Sure, there is no more Richard Petty, Dale Earnhardt, or Jimmie Johnson running full-time. If you go back to 1958, the Cup Series had 63 consecutive seasons of an eventual seven-time champion competing in the series, and while you can never say never, it's highly unlikely that there will ever be another seven-time champion.

However, it's hard not to imagine that a lot of this criticism of parity is more skewed by the old "win and in", knockout playoff format then the actual Next Gen car.

NASCAR has more flaws than the Next Gen car

Hendrick Motorsports would be riding a streak of five consecutive championships, three by Kyle Larson alone, if not for the playoffs. They'd be four-for-four to start the Next Gen era.

That is the very definition of dominance that supposedly no longer exists, especially since Rick Hendrick has seen one of the team's drivers lead the series in total victories in four of those five years.

But the Championship 4 playoff format, which was introduced in 2014, effectively lessened the meaning of a championship down to getting hot at the right time. Only three drivers who won championships during the 12-year stretch from 2014 to 2025 won them in years that saw them actually led the series in total points.

In 2015, the champion missed 11 races. In 2018, two drivers combined to win 16 races, and neither won the championship. In 2020, two drivers again combined to win 16 races, and again neither won the championship; one didn't even get to the Championship 4.

In 2023, the driver who was 13th in the regular season standings won the title. In 2024, the driver who was 15th in the regular season standings won the title, after only qualifying for the playoffs via a five-overtime victory over the driver last in points – and only staying in contention because another driver was disqualified four weeks prior to the season finale.
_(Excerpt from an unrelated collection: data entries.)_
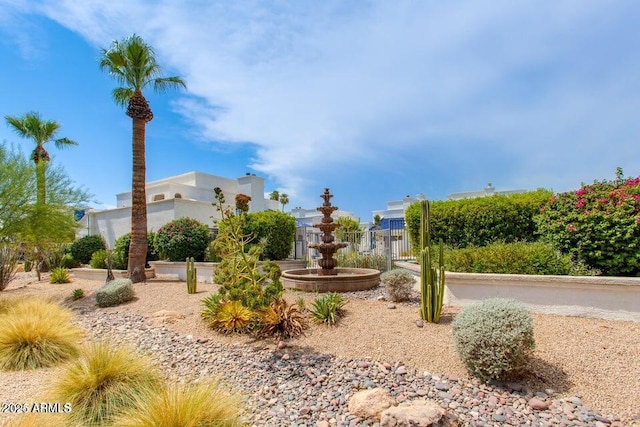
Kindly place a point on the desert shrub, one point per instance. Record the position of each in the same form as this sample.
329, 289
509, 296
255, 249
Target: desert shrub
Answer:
115, 292
328, 308
494, 338
84, 247
76, 294
356, 260
56, 255
232, 316
281, 320
9, 255
245, 289
398, 284
480, 221
35, 333
121, 250
274, 230
509, 258
59, 275
598, 223
103, 382
178, 405
99, 259
68, 261
181, 239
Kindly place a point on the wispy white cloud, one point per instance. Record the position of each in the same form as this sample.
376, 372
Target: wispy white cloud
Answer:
541, 93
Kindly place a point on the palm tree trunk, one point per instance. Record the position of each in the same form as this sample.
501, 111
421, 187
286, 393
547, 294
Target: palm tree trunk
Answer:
138, 246
41, 183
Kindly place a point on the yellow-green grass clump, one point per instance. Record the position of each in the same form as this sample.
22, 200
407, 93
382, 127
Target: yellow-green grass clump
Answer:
104, 381
177, 405
37, 419
35, 333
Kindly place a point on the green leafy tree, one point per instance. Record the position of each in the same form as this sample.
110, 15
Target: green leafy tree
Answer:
38, 228
132, 62
284, 200
31, 126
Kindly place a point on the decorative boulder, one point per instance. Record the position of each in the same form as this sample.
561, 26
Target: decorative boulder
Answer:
370, 403
417, 413
114, 292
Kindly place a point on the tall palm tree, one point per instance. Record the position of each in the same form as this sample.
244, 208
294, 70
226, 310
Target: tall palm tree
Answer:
31, 126
132, 62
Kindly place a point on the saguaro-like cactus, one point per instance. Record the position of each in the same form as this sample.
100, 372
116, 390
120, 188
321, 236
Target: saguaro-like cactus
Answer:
192, 276
431, 279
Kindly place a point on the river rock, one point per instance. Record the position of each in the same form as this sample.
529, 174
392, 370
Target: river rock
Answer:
416, 413
370, 403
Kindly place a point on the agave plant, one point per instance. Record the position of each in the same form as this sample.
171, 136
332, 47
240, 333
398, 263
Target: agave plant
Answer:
232, 316
328, 308
282, 320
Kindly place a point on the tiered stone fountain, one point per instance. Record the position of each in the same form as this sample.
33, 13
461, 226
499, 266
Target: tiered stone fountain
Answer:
328, 278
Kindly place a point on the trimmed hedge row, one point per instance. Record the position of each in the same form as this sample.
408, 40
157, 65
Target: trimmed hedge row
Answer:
480, 221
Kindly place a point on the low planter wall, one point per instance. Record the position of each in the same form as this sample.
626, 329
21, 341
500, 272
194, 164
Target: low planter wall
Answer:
101, 273
178, 270
615, 298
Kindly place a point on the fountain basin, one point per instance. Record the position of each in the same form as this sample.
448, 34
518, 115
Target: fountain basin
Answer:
347, 280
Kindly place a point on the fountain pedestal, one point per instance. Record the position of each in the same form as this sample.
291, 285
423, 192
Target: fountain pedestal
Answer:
327, 247
328, 278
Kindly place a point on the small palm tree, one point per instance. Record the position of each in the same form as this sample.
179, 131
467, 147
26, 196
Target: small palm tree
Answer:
284, 200
133, 64
31, 126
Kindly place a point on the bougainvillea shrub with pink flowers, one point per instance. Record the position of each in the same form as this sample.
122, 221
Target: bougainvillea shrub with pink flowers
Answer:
598, 223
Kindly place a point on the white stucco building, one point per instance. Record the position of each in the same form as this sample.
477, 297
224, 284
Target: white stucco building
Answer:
489, 190
187, 195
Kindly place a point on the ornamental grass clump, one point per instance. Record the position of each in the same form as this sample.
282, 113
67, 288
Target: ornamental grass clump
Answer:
494, 338
184, 405
398, 284
105, 381
35, 333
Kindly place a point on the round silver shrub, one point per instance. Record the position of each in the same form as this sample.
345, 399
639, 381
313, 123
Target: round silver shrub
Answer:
398, 284
494, 338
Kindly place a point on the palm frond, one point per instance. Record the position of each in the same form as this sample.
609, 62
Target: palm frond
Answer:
121, 95
164, 83
64, 142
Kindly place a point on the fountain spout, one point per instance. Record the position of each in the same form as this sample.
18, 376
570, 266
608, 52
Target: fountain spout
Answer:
327, 247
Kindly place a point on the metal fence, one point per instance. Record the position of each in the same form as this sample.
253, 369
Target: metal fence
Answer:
392, 242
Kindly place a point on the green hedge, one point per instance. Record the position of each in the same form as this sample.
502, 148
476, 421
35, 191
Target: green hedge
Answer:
510, 258
182, 238
121, 250
480, 221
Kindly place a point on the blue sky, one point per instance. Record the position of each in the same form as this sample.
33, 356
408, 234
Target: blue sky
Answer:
374, 99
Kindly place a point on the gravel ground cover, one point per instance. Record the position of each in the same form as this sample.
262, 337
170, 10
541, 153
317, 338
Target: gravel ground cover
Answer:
586, 371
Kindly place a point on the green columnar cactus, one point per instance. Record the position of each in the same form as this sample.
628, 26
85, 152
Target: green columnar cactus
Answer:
431, 280
192, 276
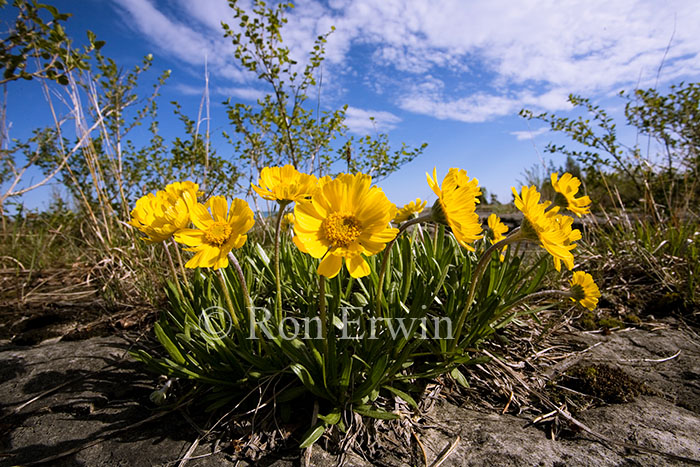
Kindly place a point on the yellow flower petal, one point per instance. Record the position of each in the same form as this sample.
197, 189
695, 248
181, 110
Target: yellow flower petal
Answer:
285, 184
345, 218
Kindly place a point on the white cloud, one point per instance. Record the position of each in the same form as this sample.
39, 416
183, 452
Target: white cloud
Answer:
248, 94
502, 55
364, 122
529, 134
And in 2025, the top point scorer of the entire postseason missed out on the Championship 4.

Let's also not forget the fact that Johnson's five-year run of winning championships from 2006 to 2010 certainly gave the dogs a fox to chase, and because none of them could catch him, NASCAR changed the entire format a few years later to lessen the chances of any kind of dynasty like that ever happening again.

Yet for what it's worth, Johnson only would have been champion twice during that stretch on points alone, if we assume everything else had remained the same.
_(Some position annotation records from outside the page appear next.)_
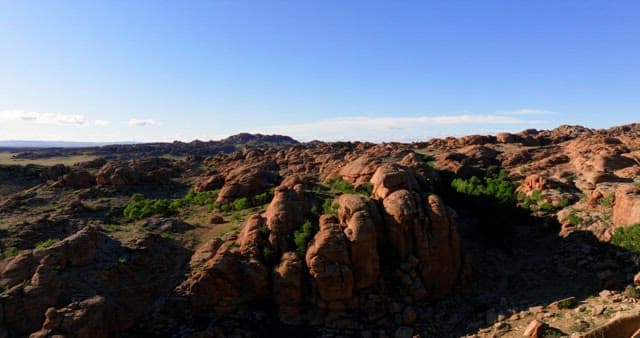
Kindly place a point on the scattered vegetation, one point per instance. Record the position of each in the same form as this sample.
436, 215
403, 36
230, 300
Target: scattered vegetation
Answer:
10, 252
574, 219
490, 198
632, 292
302, 237
339, 184
45, 244
628, 237
568, 303
330, 208
264, 197
241, 204
140, 207
607, 201
495, 184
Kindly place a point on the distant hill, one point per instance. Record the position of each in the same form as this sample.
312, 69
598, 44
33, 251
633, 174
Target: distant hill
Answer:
55, 144
45, 149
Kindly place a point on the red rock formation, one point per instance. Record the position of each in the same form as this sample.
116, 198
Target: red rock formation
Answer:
329, 266
626, 209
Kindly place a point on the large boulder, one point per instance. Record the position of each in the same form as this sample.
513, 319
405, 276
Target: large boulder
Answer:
284, 215
86, 319
328, 261
389, 178
287, 287
626, 209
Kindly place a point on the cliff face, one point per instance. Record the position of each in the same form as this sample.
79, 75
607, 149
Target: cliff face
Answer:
331, 239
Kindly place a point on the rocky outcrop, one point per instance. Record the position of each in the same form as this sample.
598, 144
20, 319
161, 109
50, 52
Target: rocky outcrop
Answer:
85, 319
77, 180
245, 181
288, 287
285, 214
329, 265
626, 208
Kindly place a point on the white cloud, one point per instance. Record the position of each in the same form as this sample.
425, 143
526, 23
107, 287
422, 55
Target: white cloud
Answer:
44, 118
102, 123
399, 128
527, 112
143, 122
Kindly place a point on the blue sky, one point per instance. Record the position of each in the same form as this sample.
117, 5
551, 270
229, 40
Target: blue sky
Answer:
329, 70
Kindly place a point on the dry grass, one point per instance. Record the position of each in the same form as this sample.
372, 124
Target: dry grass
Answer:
7, 159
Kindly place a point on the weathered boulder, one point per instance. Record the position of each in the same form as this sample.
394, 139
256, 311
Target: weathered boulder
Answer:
76, 179
626, 209
328, 261
439, 251
360, 170
207, 183
284, 215
361, 241
86, 319
287, 287
389, 178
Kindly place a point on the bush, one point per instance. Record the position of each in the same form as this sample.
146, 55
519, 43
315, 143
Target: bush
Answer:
10, 252
269, 256
494, 184
628, 237
330, 208
241, 204
302, 237
142, 208
264, 197
45, 244
607, 202
574, 219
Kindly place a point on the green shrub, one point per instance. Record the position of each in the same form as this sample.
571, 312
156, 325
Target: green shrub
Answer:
494, 184
269, 256
264, 197
45, 244
235, 217
302, 237
574, 219
365, 189
142, 208
628, 237
632, 292
607, 201
330, 208
264, 231
10, 252
241, 204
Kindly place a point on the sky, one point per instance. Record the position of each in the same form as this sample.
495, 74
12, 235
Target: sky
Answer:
142, 71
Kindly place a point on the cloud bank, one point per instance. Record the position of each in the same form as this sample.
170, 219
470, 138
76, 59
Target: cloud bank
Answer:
143, 122
43, 118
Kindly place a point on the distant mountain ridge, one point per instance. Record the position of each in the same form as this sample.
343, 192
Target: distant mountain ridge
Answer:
44, 149
55, 144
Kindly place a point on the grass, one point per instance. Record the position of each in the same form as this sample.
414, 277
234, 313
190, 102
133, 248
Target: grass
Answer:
628, 237
7, 159
140, 207
10, 252
330, 208
574, 219
495, 184
607, 201
340, 185
45, 244
302, 237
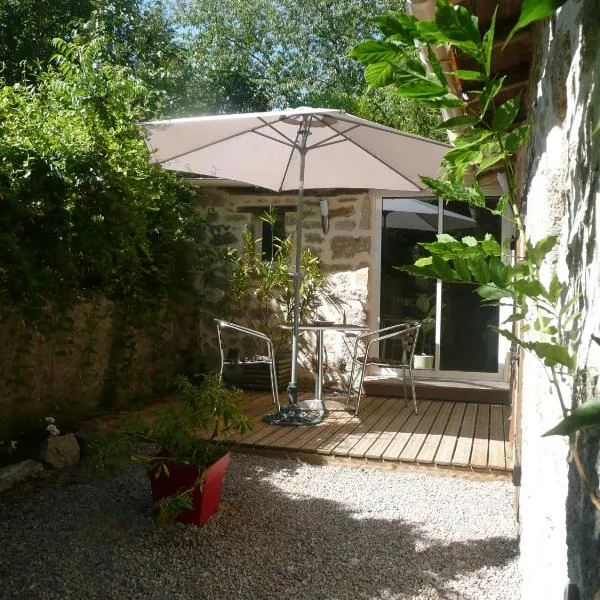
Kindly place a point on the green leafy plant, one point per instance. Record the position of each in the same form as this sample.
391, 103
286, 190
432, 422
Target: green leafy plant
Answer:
190, 430
261, 293
545, 315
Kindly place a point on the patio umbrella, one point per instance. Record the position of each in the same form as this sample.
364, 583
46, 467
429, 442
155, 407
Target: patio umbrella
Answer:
295, 149
410, 213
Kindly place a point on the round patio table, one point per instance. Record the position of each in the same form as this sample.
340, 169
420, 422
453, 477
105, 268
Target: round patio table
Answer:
320, 327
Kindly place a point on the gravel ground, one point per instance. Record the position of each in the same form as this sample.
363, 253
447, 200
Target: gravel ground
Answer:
287, 530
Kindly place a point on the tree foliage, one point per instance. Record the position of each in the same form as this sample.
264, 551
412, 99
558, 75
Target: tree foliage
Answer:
262, 55
488, 135
81, 208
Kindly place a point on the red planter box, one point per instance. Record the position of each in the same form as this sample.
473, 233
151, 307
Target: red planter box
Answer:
205, 499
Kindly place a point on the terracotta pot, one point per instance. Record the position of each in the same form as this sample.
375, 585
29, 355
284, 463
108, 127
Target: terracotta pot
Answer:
182, 477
Three-time champion Joey Logano is the active driver with the most championships to his name, yet he's never ended a season on top of the actual point standings throughout his entire career.

Sure, the Next Gen car has increased the level of parity within the Cup Series. But the idea that parity has never happened before is slightly altered by the fact that the past 12 seasons have given the series quite a few champions who have clearly not been the best drivers.
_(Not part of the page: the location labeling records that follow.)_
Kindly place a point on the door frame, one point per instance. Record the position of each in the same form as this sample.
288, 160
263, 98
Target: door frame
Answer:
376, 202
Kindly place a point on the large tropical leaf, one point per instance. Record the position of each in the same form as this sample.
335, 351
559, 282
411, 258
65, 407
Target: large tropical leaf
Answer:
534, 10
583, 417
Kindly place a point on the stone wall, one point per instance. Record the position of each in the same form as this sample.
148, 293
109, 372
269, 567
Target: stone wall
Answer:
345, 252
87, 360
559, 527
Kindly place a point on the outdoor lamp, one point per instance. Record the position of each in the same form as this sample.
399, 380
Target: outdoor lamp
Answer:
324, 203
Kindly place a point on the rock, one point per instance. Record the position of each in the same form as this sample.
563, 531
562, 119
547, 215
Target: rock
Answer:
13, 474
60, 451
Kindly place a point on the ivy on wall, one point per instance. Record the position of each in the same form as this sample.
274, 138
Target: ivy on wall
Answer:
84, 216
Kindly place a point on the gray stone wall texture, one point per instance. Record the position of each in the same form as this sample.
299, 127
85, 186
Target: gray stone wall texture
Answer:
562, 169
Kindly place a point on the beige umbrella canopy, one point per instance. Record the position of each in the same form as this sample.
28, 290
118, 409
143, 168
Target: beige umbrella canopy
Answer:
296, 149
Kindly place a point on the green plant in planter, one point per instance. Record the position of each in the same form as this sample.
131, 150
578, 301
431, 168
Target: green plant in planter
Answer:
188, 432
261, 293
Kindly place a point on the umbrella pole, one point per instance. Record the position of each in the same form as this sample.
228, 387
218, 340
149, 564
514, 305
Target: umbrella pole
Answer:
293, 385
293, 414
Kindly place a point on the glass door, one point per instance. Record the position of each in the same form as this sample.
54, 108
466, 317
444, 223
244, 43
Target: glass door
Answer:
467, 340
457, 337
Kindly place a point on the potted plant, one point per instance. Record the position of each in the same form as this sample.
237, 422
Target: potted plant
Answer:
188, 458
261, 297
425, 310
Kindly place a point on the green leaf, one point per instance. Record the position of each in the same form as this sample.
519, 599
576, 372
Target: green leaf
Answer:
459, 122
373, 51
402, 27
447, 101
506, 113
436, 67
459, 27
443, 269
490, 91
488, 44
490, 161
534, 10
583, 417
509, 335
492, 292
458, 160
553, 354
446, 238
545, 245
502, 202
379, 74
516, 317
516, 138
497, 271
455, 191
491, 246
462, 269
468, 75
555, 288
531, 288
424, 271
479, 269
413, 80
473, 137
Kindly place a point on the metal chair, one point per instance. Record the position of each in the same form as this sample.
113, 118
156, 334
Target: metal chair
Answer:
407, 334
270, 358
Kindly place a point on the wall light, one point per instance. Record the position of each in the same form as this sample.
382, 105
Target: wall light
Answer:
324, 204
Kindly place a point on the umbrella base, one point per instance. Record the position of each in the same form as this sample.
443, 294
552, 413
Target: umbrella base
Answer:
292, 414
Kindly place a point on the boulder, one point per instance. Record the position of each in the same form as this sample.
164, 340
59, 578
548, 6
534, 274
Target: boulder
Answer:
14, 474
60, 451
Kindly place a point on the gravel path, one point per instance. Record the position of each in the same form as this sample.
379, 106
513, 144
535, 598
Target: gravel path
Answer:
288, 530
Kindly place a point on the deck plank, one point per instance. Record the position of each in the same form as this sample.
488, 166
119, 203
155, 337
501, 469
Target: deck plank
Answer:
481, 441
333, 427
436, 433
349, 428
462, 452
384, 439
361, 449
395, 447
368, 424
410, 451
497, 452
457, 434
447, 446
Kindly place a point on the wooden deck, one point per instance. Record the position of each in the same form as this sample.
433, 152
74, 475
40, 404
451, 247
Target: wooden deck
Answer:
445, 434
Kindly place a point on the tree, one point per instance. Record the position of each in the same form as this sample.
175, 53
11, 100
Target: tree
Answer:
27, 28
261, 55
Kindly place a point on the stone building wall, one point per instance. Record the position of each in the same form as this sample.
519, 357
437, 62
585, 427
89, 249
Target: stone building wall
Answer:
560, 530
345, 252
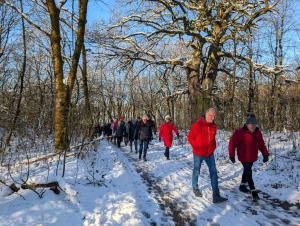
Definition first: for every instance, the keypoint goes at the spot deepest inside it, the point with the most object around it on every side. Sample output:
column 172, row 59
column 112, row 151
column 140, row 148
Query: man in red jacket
column 247, row 141
column 202, row 138
column 166, row 132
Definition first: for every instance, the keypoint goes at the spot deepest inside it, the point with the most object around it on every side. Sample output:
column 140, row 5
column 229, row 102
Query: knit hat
column 251, row 119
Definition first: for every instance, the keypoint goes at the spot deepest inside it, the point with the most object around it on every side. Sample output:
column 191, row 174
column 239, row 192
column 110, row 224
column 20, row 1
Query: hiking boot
column 217, row 198
column 243, row 188
column 197, row 192
column 255, row 196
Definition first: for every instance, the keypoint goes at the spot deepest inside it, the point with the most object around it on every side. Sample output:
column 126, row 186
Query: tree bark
column 22, row 75
column 63, row 92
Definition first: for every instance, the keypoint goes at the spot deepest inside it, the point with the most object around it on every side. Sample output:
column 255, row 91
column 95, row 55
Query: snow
column 110, row 186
What also doesn't help is the fact that the points format, even with the new 15-point bonus for race winners, and even with the elimination of "win and in", is inherently flawed; it rewards consistency, rather than being consistently good, with just one point per position gained from second all the way through 36th.

And let's not forget the fact that the second place driver might not even finish in the top 10 in points scored for the entire race, thanks to the gimmick that is stage racing, the points awarded at the end of each stage, and the artificial caution flags that come with it to guarantee restarts, guaranteed stacked up fields, and many times lead to completely unnecessary, manufactured chaos.

Petty's point isn't necessarily wrong; in fact, when "The King" talks, you better listen. And no, he wasn't specifically singling out the advent of the Next Gen car and blaming it for the lack of a dominant driver; heck, his own race team won a race in 2022, after going more than eight seasons without a victory, when this new era began.

But seeing as how the whole "parity is ruining the sport" argument is largely based on the design of Gen 7 machine, it's worth taking a step back and looking at everything that has truly prevented a new fox from getting loose.

And it's also worth remembering that, in any new era of dominance, fans start to pine for the days of parity. Funny how that seems to work.